BRASÍLIA, ESSA DESCONHECIDA
Cesar Valente

(Original)

Já morei três vezes em Brasília e se tiver oportunidade morarei de novo, com muito prazer. A primeira vez foi mais difícil. Claro. Estava fazendo mestrado na UnB (1979/1980, para sermos precisos). Logo descobri que a cidade tem camadas. Quando a gente só vai por uns dias, fica num nível superficial. E aí concordo com todos vocês, é uma cidade sem grandes atrativos. Mas ao morar em Brasília a gente mergulha para os níveis reservados.

Abaixo da superfície, a cidade continua complexa. Tem quem viva lá há décadas e não goste. Tem quem ame de paixão no terceiro mês. Porque descobre o jeitão da cidade que nasceu dentro daquela utopia. Claro que não é nada daquilo que foi planejado. Como aquelas plantas que brotam pelas frestas, abrem rachaduras, infiltram-se por todos os lados, menos pela boca do vaso. Mas é uma cidade inegavelmente charmosa.

Na segunda vez, já em 1985, fiquei pouco mais de um ano. E este tem sido, para mim, o problema principal de Brasília. Não se trata de um projeto de vida "vou comprar uma casinha e morar em Brasília". É sempre um projeto profissional, uma tarefa, geralmente com tempo para iniciar e acabar.

A última vez, em 2001, novamente um convite profissional. Mais uma vez aceito com alegria. A gente sempre se deu bem com a cidade, sempre deu sorte para achar onde morar e sempre foi muito feliz em Brasília. Quando os ventos profissionais nos levam embora, sempre fica no ar uma tristeza, um ar de namoro rompido e uma sensação de que a gente ainda vai voltar.

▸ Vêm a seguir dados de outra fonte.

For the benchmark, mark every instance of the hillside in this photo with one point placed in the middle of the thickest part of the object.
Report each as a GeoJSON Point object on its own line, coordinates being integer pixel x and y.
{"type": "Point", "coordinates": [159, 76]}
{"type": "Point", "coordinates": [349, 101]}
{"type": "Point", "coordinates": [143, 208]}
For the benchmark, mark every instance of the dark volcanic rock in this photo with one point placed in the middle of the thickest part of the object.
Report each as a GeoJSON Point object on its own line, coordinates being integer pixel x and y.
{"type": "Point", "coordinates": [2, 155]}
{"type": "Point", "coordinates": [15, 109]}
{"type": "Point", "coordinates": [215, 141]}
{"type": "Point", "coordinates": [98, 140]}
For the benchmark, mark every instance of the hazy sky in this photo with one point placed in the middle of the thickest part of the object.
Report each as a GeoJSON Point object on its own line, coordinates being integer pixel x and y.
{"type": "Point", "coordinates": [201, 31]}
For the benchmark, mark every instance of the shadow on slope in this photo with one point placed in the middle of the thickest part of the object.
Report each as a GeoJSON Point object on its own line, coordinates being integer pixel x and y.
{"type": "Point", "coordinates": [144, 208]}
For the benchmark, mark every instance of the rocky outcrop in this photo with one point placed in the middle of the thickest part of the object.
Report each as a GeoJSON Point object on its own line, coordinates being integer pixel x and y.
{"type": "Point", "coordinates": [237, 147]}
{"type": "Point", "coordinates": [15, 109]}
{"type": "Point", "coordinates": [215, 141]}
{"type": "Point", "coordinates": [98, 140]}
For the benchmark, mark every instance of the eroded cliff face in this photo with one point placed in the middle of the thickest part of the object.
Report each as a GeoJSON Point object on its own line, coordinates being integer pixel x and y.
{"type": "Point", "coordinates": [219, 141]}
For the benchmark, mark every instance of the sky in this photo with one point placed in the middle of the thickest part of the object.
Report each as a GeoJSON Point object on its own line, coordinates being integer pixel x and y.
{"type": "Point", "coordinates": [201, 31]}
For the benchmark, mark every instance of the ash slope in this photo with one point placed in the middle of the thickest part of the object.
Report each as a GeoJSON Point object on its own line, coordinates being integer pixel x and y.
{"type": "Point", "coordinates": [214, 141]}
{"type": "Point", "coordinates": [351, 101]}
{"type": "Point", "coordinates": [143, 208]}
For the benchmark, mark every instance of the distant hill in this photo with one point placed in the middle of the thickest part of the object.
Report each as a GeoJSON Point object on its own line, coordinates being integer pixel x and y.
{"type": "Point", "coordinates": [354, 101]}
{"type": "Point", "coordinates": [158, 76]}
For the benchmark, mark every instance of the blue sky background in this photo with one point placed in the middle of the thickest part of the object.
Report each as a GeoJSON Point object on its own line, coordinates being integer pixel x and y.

Não sinto falta do mar, que é a queixa mais freqüente dos litorâneos que moram lá. Uns tantos, por falar nisso, parecem eternamente insatisfeitos. Falta mar, falta chuva, falta esquina, falta morro, falta tudo. Uma grande injustiça. O horizonte de Brasília, o céu imenso, suprem satisfatoriamente a sensação que o mar oceano oferece. Não chover é bom, pelo menos para quem vem de lugares úmidos. Ter hora e data para chover é ótimo. Clima organizado, civilizado. E tem de tudo, em Brasília: cada um que chega de um canto do País ou do mundo traz um pouquinho da sua terra.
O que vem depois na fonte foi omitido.